Le Rafale du groupe français Dassault effectue un vol de démonstration le 6 février 2013 à Bangalore (Inde).
Le Rafale du groupe français Dassault effectue un vol de démonstration le 6 février 2013 à Bangalore (Inde). (REUTERS)

L'Etat français croit toujours au Rafale. Le ministère de la Défense annonce vendredi 10 janvier un investissement d'un milliard d'euros afin de moderniser l'avion de combat de Dassault Aviation, qui équipe l'armée de l'air et la marine. Ce contrat avait été notifié au constructeur en décembre mais pas rendu public. 

Cette nouvelle version (standard F3R) permettra notamment d'intégrer à l'avion de combat le nouveau missile longue portée Méteor et la nacelle de désignation laser de nouvelle génération "PDL NG".  "C'est un signal très clair de notre volonté d'investir sur le Rafale, et sur tout un secteur stratégique, celui de l'aéronautique de combat, pour le maintenir au meilleur niveau mondial", explique le ministre de la Défense Jean-Yves Le Drian. L'avion, dont la première version est entrée en service en 2004 dans la Marine nationale, évolue en permanence et intègre de nouveaux équipements.
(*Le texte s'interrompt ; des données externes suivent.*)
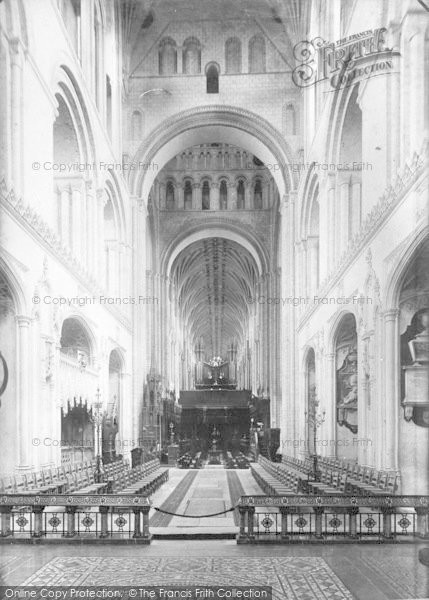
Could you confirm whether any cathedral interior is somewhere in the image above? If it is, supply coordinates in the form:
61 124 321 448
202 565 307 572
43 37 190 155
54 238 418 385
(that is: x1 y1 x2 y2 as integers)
0 0 429 600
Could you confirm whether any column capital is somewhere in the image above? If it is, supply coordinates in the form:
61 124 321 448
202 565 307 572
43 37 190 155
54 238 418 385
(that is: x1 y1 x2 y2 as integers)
383 308 400 322
95 188 108 207
15 315 32 327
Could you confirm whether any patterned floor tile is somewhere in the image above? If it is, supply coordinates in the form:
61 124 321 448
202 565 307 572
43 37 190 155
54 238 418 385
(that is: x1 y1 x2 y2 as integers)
24 557 353 600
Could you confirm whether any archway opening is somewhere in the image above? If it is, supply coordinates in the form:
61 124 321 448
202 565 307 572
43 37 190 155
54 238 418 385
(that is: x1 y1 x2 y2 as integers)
335 313 358 460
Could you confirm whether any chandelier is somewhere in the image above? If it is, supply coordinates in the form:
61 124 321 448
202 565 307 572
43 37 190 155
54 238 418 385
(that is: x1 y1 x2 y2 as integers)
208 356 224 367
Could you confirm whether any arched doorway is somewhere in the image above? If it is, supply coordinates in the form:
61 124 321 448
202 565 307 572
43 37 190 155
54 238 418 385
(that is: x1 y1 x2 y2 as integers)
305 348 320 454
102 350 122 463
0 272 17 474
60 317 97 464
335 313 359 460
396 237 429 494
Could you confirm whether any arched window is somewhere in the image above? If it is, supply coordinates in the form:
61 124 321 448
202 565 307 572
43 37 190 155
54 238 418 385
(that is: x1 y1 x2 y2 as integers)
253 179 263 209
159 38 177 75
237 179 244 209
131 110 143 140
182 38 201 75
106 75 112 138
225 38 241 73
206 63 219 94
184 179 192 210
60 318 91 369
103 197 117 292
219 179 228 210
305 348 317 453
92 6 102 108
202 181 210 210
335 313 358 459
249 35 265 73
165 181 174 210
283 104 296 135
59 0 81 58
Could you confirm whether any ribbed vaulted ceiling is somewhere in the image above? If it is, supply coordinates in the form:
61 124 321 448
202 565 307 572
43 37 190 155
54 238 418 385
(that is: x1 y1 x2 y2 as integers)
172 238 257 359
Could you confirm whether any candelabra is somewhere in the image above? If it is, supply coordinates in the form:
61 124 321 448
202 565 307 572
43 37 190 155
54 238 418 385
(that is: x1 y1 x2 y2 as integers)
94 388 103 483
305 391 325 481
169 423 174 444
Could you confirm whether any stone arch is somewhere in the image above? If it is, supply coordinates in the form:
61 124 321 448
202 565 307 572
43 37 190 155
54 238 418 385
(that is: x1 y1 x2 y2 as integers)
130 106 297 201
60 313 97 368
182 37 201 75
249 34 266 73
225 37 241 74
161 223 268 277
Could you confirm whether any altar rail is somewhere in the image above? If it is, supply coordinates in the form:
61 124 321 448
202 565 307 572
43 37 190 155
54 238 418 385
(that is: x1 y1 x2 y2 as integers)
0 493 151 544
237 494 429 544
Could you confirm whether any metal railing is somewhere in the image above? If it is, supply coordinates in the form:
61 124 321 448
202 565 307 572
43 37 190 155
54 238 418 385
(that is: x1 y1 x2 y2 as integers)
0 494 151 543
237 494 429 544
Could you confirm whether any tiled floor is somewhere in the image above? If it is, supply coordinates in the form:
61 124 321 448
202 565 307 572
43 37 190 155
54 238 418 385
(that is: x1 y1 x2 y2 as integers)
151 466 262 535
0 540 429 600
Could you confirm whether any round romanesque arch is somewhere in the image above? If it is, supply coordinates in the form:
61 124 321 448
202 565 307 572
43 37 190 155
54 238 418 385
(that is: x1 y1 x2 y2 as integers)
129 106 296 200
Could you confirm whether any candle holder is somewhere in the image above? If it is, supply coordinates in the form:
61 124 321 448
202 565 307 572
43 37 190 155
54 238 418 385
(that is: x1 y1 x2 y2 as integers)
304 391 326 481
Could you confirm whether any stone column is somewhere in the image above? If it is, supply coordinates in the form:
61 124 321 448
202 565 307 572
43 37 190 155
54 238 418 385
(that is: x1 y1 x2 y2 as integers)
320 353 338 456
247 506 255 540
133 507 142 538
16 315 32 470
192 183 203 210
347 506 359 538
58 185 70 246
350 181 362 237
280 506 291 540
326 173 337 275
64 506 77 537
210 183 220 210
98 506 109 538
379 309 400 469
381 506 395 539
238 506 247 538
158 181 167 210
307 236 319 297
228 182 237 210
142 506 151 540
85 181 97 273
337 182 350 258
176 184 185 210
32 506 45 538
313 506 325 538
96 188 107 282
10 38 24 197
0 506 13 537
414 506 429 540
244 181 253 210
Il est déjà passé par les standards F1, F2 et F3.

Le nouveau standard renforcera les atouts du Rafale dans les compétitions à l'exportation, souligne Dassault, qui espère signer cette année avec l'Inde sa première commande de Rafale à l'étranger.

L'Etat et Dassault espèrent l'exportation d'ici 2016

Le nouveau standard permettra d'équiper le Rafale du futur missile air-air européen Meteor, d'une portée sans équivalent dans le monde. Le missile Meteor équipera également les chasseurs Eurofighter (une co-production européenne) et suédois Gripen. Une nacelle de désignation laser de nouvelle génération développée par Thales sera ajoutée sous l'avion qui intégrera une version à guidage terminal laser de bombes guidées produites par Sagem (groupe Safran). Cinq cents entreprises françaises sont associées à la production du Rafale, selon Dassault.

Ce contrat devrait également permettre à Dassault d'amortir la baisse du rythme des commandes de Rafale. Alors que le constructeur avait obtenu de livrer 11 Rafale par an à la Défense pour garantir une cadence minimale de la chaîne de production, la loi de programmation militaire ne prévoit plus que l'acquisition de 26 appareils au total sur les six ans à venir. L'Etat et Dassault comptent donc sur l'exportation pour prendre le relais d'ici 2016. L'officialisation de cet investissement intervient aussi après l'annonce mi-décembre de l'échec de la vente du Rafale au Brésil, après plus de dix ans de négociations.